BRANDS HATCH, UK --The honors keep piling on for Mario Andretti, consensus Driver of the Century. Last week the 1978 Formula One World Champion had a Champ Car race he virtually brought back from the dead named for him: CART will contest the...
BRANDS HATCH, UK --The honors keep piling on for Mario Andretti, consensus Driver of the Century. Last week the 1978 Formula One World Champion had a Champ Car race he virtually brought back from the dead named for him: CART will contest the Mario Grand Prix of Road America this August 3rd, thanks to Andretti's efforts to restore the previously cancelled contest.

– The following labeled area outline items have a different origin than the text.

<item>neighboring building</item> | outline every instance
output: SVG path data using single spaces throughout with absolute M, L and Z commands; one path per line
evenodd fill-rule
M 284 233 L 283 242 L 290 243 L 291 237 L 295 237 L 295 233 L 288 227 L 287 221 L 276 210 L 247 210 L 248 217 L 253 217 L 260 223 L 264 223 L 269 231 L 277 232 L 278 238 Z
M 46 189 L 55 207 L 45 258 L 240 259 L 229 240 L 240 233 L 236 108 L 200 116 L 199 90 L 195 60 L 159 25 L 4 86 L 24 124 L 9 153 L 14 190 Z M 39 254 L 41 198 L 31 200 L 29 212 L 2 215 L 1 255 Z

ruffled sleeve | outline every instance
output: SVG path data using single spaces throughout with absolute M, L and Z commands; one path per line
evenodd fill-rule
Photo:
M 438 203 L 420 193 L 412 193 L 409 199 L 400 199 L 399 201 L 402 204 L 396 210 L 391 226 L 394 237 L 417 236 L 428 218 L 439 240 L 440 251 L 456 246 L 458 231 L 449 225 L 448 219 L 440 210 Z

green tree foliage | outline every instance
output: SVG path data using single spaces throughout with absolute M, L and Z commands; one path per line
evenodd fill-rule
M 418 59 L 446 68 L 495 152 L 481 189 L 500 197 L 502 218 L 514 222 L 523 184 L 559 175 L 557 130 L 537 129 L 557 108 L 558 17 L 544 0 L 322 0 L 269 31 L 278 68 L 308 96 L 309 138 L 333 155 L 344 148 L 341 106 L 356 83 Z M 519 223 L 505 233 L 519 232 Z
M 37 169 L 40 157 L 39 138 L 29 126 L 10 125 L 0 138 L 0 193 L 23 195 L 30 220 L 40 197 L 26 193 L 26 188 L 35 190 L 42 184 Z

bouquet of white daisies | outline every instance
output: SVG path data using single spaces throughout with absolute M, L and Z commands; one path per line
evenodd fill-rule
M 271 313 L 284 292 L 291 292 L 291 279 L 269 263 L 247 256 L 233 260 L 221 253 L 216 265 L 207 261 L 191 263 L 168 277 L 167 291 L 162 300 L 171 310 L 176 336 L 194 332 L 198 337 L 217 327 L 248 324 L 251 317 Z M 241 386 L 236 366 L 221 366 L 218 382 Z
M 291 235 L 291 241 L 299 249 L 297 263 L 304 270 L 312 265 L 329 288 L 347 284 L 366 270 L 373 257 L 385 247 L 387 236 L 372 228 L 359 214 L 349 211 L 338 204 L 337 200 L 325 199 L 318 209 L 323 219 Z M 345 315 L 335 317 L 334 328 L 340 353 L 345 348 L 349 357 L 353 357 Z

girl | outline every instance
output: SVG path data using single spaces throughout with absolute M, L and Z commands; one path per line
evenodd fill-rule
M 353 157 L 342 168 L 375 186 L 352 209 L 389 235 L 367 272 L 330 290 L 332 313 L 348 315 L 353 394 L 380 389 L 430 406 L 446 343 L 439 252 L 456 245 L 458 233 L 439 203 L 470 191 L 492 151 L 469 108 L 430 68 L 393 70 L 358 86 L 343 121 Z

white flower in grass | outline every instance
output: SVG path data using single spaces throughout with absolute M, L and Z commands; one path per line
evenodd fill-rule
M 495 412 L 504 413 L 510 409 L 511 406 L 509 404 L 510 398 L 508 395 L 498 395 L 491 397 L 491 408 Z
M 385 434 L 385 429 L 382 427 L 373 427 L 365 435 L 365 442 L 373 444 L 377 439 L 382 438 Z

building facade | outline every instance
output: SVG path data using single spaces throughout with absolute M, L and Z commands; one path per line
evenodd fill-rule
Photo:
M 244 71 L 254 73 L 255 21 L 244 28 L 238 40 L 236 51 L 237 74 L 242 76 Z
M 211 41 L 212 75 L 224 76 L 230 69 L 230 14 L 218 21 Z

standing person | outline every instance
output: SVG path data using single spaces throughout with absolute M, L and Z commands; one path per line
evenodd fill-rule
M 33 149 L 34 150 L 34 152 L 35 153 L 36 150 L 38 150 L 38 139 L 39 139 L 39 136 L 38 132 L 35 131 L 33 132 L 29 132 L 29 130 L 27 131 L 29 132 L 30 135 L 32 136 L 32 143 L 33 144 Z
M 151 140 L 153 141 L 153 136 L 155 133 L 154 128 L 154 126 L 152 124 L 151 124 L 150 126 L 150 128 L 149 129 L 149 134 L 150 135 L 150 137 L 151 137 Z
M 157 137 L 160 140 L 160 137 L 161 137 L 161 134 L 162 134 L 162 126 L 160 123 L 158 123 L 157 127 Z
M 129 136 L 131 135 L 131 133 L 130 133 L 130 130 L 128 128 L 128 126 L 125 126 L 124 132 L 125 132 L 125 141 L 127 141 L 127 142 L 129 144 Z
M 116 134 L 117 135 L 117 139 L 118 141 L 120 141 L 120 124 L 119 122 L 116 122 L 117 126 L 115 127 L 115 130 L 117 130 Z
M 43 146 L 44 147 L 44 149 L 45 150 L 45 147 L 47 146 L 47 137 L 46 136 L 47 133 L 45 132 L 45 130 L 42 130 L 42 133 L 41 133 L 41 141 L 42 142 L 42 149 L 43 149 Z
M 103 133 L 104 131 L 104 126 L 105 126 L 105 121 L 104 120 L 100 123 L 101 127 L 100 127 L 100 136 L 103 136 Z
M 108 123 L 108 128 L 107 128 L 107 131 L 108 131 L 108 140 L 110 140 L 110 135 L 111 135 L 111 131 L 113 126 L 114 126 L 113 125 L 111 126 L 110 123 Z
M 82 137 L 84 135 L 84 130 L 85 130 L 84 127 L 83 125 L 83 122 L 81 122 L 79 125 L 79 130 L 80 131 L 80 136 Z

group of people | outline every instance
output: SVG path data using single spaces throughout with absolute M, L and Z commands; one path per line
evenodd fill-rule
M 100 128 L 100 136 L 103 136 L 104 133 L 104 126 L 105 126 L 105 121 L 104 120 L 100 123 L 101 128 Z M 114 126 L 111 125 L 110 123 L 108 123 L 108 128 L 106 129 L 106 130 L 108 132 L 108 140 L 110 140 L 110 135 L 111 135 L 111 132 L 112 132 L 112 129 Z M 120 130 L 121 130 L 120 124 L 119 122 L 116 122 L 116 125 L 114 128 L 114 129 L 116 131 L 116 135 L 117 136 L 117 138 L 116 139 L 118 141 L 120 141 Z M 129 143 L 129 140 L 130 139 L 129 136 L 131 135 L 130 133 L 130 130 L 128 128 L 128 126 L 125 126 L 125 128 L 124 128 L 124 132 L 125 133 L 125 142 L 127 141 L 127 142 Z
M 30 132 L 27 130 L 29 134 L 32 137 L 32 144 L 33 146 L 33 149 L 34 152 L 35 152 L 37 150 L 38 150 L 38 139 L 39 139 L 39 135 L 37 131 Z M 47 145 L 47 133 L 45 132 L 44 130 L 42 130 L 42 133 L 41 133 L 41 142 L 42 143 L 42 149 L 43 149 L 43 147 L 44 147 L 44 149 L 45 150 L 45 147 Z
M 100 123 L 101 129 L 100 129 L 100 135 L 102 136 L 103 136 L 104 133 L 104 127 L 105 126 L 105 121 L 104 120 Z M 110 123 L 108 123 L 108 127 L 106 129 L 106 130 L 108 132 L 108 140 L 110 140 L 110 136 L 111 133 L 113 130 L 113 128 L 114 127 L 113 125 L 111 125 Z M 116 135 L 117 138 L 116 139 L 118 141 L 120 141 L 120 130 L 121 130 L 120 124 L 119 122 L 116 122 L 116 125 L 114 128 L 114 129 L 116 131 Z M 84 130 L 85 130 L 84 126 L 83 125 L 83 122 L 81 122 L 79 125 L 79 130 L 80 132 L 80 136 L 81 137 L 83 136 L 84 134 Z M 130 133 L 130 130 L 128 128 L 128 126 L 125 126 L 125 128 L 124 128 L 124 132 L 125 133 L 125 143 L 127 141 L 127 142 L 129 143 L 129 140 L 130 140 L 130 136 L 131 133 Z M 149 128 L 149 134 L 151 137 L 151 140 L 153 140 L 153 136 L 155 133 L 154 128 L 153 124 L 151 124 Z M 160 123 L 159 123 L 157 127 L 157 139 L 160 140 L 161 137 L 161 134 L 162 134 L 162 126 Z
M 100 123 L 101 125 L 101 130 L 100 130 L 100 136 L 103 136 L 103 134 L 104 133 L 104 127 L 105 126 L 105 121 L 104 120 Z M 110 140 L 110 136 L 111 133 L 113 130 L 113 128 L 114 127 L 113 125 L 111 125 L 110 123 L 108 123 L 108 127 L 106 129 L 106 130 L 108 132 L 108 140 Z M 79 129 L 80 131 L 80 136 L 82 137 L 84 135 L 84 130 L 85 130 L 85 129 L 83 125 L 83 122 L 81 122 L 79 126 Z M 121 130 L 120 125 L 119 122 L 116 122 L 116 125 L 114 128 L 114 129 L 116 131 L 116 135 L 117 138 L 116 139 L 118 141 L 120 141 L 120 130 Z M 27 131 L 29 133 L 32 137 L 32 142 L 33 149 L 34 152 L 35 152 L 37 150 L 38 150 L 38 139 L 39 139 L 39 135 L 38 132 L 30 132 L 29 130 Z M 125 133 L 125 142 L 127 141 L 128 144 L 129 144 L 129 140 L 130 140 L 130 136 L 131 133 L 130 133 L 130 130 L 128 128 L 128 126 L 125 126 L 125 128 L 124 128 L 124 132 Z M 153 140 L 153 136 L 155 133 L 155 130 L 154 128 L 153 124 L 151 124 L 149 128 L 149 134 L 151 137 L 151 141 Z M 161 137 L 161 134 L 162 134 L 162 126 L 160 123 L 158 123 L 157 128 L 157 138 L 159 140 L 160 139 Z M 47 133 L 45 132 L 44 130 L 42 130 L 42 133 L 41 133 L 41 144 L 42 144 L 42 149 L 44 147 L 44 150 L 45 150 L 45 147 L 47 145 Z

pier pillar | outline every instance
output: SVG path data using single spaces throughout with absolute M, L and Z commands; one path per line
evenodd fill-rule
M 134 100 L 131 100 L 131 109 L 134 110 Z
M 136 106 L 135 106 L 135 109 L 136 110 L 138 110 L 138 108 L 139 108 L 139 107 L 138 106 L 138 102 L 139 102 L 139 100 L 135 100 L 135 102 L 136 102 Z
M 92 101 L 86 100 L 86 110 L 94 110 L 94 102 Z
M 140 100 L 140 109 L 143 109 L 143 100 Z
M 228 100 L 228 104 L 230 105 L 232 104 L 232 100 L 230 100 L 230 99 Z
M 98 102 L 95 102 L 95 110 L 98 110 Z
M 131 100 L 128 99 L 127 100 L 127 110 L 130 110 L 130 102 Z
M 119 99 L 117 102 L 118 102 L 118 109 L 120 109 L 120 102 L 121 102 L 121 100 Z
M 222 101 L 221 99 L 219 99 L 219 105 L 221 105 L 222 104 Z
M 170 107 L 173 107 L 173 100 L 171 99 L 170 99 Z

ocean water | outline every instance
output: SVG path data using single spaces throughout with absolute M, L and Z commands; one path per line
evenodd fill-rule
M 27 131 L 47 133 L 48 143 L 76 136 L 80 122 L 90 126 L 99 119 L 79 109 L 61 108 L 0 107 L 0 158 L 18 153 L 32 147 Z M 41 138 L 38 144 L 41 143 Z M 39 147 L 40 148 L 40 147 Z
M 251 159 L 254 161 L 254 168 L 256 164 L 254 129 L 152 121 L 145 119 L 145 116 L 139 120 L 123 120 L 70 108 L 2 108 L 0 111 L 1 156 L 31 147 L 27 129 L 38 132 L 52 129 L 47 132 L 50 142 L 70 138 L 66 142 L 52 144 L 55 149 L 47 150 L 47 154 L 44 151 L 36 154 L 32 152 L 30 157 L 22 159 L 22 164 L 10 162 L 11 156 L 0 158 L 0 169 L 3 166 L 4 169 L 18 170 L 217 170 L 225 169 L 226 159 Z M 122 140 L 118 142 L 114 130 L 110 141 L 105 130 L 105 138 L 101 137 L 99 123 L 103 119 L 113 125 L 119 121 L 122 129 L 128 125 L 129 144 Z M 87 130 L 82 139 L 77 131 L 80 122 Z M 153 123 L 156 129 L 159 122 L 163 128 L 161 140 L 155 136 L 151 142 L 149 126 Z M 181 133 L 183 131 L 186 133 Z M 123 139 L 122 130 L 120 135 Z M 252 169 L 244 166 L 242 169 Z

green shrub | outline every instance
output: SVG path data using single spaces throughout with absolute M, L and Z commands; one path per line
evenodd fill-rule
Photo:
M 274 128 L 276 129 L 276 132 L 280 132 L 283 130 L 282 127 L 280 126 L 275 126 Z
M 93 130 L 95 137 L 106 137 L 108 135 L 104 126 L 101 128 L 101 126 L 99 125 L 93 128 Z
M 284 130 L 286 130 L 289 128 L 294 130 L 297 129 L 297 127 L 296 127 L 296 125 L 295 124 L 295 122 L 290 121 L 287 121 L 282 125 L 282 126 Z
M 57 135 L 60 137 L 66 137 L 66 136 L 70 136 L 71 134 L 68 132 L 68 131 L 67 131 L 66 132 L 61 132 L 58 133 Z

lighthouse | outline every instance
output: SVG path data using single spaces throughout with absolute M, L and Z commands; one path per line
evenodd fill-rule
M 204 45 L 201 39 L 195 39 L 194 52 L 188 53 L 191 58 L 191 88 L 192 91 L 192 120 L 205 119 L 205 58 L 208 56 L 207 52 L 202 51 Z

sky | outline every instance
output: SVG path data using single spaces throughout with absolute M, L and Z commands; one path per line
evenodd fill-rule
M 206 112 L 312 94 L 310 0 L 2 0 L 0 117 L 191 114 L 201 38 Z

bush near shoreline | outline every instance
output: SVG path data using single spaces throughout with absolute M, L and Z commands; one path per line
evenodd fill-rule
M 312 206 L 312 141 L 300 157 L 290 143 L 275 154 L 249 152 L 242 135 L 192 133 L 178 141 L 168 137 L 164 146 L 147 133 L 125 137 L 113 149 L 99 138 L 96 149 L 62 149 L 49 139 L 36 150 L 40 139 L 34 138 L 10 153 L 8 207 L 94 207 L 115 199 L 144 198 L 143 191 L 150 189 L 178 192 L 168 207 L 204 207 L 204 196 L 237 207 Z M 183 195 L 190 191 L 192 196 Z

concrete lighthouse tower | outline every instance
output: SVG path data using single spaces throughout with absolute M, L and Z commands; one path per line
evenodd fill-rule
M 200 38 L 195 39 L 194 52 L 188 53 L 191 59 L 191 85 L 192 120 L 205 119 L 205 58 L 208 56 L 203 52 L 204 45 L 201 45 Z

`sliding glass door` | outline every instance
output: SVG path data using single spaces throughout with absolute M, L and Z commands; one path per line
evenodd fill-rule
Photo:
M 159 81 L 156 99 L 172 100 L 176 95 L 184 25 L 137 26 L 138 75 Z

On Monday, Andretti will be the co-grand marshal of the London Champ Car Trophy on the 1.192-mile Brands Hatch Indy circuit outside London, sharing those duties with another former world champion, Briton Damon Hill. "I was last here in 1978 for the Formula One race," during his championship year.
"The track hasn't changed much," Andretti noted after taking a few laps in a pace car Saturday morning prior to CART's first practice for the Monday, bank holiday contest. "I'd never driven the short circuit until this morning," he laughed.
Mario, fully recovered from his spectacular aerobatics demonstration at the Indianapolis Motor Speedway a week and a half earlier still has a great love for the challenges of racing and believes the 165-lap Champ Car race will be "very tough for the drivers. It's a long race" and the short circuit "will keep you pretty busy" in the cockpit. "You've got to be very physically fit to do well here and a good finish will be very satisfying."
In the headlines after his double flip along the short chute while practicing in Tony Kanaan's #11 7-Eleven Dallara/Honda at the request of son Michael, Andretti spoke a great deal about his eventful day in Indianapolis.
The Indy test was held "under very special circumstances. I normally take things on the fly but it took me quite a while to make the decision" to drive Kanaan's car while the Brazilian recovers from injuries sustained in the Indy Racing League contest at Twin Ring Motegi in April.
Had Michael Andretti chosen another driver to shake down and possibly qualify Kanaan's car, "an active driver would have to step down and not race. Most drivers wouldn't have done that." Mario insisted he wouldn't have acceded to this exercise if it had been "anywhere but Indy."
Mario admitted he "felt the speed" over the first few runs in the Dallara/Honda. "Then I got confidence in the car and I was really having a grand day. I really felt I could be productive and when the other guys were turning laps in the 227-299mph range, I thought I could do that" by the end of the day.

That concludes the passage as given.